Our group is actively involved in evaluating clinical trial samples for predictive markers of drug response. As such, Dr. Godwin is the Translational Science Co-chair or the lead translational researcher for several Gynecologic Oncology Group (GOG), Eastern Cooperative Oncology Group (ECOG), and Southwestern Oncology Group (SWOG) clinical trials evaluating molecularly targeted agents, such as AMG 102, AMG 386, AMG 479, AMG 706, cetuximab, dasatinib, everolimus, enzastaurin, gefitinib, lapatinib, RAD001, sorafenib, temsirolimus, and VEGF-TRAP. Through the Clinical Molecular Oncology Laboratory (Director, Godwin) at KUMC we are evaluating clinical trial samples for predictive markers of response to therapy. For example, our group demonstrated in a phase II clinical trial that certain serologic markers were predictive of disease control when women with recurrent epithelial ovarian carcinoma were treated with cetuximab alone. We have also recently evaluated a series of tumor vascular proteins identified through gene profiling studies as serum prognostic and diagnostic markers and are assessing the predictive value in large cohorts of patient samples.

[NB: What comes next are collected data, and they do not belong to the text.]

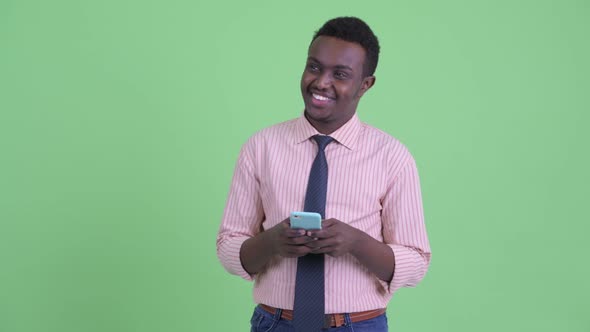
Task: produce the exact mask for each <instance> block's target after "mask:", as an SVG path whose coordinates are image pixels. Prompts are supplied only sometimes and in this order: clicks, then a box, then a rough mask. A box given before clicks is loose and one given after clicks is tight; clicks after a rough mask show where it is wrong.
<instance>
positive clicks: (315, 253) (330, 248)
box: [311, 246, 336, 255]
mask: <svg viewBox="0 0 590 332" xmlns="http://www.w3.org/2000/svg"><path fill="white" fill-rule="evenodd" d="M335 249H336V248H335V247H332V246H328V247H318V248H315V249H313V250H311V253H312V254H327V255H330V254H332V253H333V252H334V251H335Z"/></svg>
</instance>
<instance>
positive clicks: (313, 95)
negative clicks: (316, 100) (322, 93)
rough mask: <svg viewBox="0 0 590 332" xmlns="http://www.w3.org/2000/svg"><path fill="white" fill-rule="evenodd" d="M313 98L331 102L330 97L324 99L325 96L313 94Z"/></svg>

In a collaborative phase II clinical trial of patients with colorectal cancer we demonstrated that tumors with high gene expression levels of epiregulin, amphiregulin, and/or wild-type K-RAS were more likely to have disease control with cetuximab treatment. This study led to numerous other confirmatory studies and a recent Provisional Clinical Opinion statement by the American Society of Clinical Oncology that all patients with metastatic colorectal cancer who are candidates for anti-EGFR therapy (i.e., cetuximab and panitumumab) have their tumors tested for K-RAS mutations. In general, our translational correlatives are aimed at extracting proteomic and genomic information from patients’ blood and/or tumor tissue samples prior to and during the course of treatment to identify potential biomarkers associated with clinical activity and/or predictive of outcome. The ultimate goal of these efforts is to better identify patients more likely to benefit from a particular therapy. A targeted approach to patient selection could potentially improve survival, spare needless toxicity, and reduce expenses associated with futile therapy. Our clinical research efforts will continue to explore and expand the use of molecular pathology in personalizing patient care.